02 data warehouse applications with hive
02 data warehouse applications with hive02 data warehouse applications with hive
02 data warehouse applications with hive
 
01 hbase
01 hbase01 hbase
01 hbase
 
06 pig etl features
06 pig etl features06 pig etl features
06 pig etl features
 
05 pig user defined functions (udfs)
05 pig user defined functions (udfs)05 pig user defined functions (udfs)
05 pig user defined functions (udfs)
 
03 pig intro
03 pig intro03 pig intro
03 pig intro
 
02 naive bays classifier and sentiment analysis
02 naive bays classifier and sentiment analysis02 naive bays classifier and sentiment analysis
02 naive bays classifier and sentiment analysis
 
Hadoop performance optimization tips
Hadoop performance optimization tipsHadoop performance optimization tips
Hadoop performance optimization tips
 
Hadoop Day 3
Hadoop Day 3Hadoop Day 3
Hadoop Day 3
 
Hadoop exercise
Hadoop exerciseHadoop exercise
Hadoop exercise
 
Hadoop map reduce concepts
Hadoop map reduce conceptsHadoop map reduce concepts
Hadoop map reduce concepts
 
Hadoop availability
Hadoop availabilityHadoop availability
Hadoop availability
 
Hadoop scheduler
Hadoop schedulerHadoop scheduler
Hadoop scheduler
 
Hadoop data management
Hadoop data managementHadoop data management
Hadoop data management
 
02 Hadoop deployment and configuration
02 Hadoop deployment and configuration02 Hadoop deployment and configuration
02 Hadoop deployment and configuration
 
Hadoop introduction
Hadoop introductionHadoop introduction
Hadoop introduction
 
Greedy embedding problem
Greedy embedding problemGreedy embedding problem
Greedy embedding problem
 

Recently uploaded

Vision, Mission, Goals and Objectives ppt..pptx
Vision, Mission, Goals and Objectives ppt..pptxVision, Mission, Goals and Objectives ppt..pptx
Vision, Mission, Goals and Objectives ppt..pptxellehsormae
 
20240419 - Measurecamp Amsterdam - SAM.pdf
20240419 - Measurecamp Amsterdam - SAM.pdf20240419 - Measurecamp Amsterdam - SAM.pdf
20240419 - Measurecamp Amsterdam - SAM.pdfHuman37
 
Minimizing AI Hallucinations/Confabulations and the Path towards AGI with Exa...

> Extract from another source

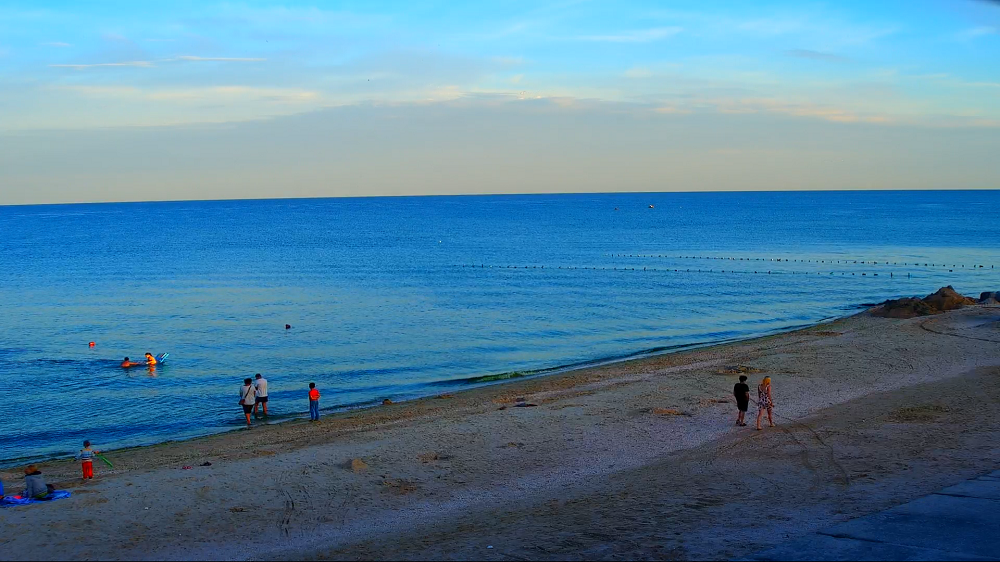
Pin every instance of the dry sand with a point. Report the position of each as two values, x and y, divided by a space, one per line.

Minimizing AI Hallucinations/Confabulations and the Path towards AGI with Exa...Minimizing AI Hallucinations/Confabulations and the Path towards AGI with Exa...
Minimizing AI Hallucinations/Confabulations and the Path towards AGI with Exa...Thomas Poetter
 
How we prevented account sharing with MFA
How we prevented account sharing with MFAHow we prevented account sharing with MFA
How we prevented account sharing with MFAAndrei Kaleshka
 
Consent & Privacy Signals on Google *Pixels* - MeasureCamp Amsterdam 2024
Consent & Privacy Signals on Google *Pixels* - MeasureCamp Amsterdam 2024Consent & Privacy Signals on Google *Pixels* - MeasureCamp Amsterdam 2024
Consent & Privacy Signals on Google *Pixels* - MeasureCamp Amsterdam 2024thyngster
 
RS 9000 Call In girls Dwarka Mor (DELHI)⇛9711147426🔝Delhi
RS 9000 Call In girls Dwarka Mor (DELHI)⇛9711147426🔝DelhiRS 9000 Call In girls Dwarka Mor (DELHI)⇛9711147426🔝Delhi
RS 9000 Call In girls Dwarka Mor (DELHI)⇛9711147426🔝Delhijennyeacort
 
Easter Eggs From Star Wars and in cars 1 and 2
Easter Eggs From Star Wars and in cars 1 and 2Easter Eggs From Star Wars and in cars 1 and 2
Easter Eggs From Star Wars and in cars 1 and 217djon017
 
Data Analysis Project : Targeting the Right Customers, Presentation on Bank M...
Data Analysis Project : Targeting the Right Customers, Presentation on Bank M...Data Analysis Project : Targeting the Right Customers, Presentation on Bank M...
Data Analysis Project : Targeting the Right Customers, Presentation on Bank M...Boston Institute of Analytics
 
NO1 Certified Black Magic Specialist Expert Amil baba in Lahore Islamabad Raw...
NO1 Certified Black Magic Specialist Expert Amil baba in Lahore Islamabad Raw...NO1 Certified Black Magic Specialist Expert Amil baba in Lahore Islamabad Raw...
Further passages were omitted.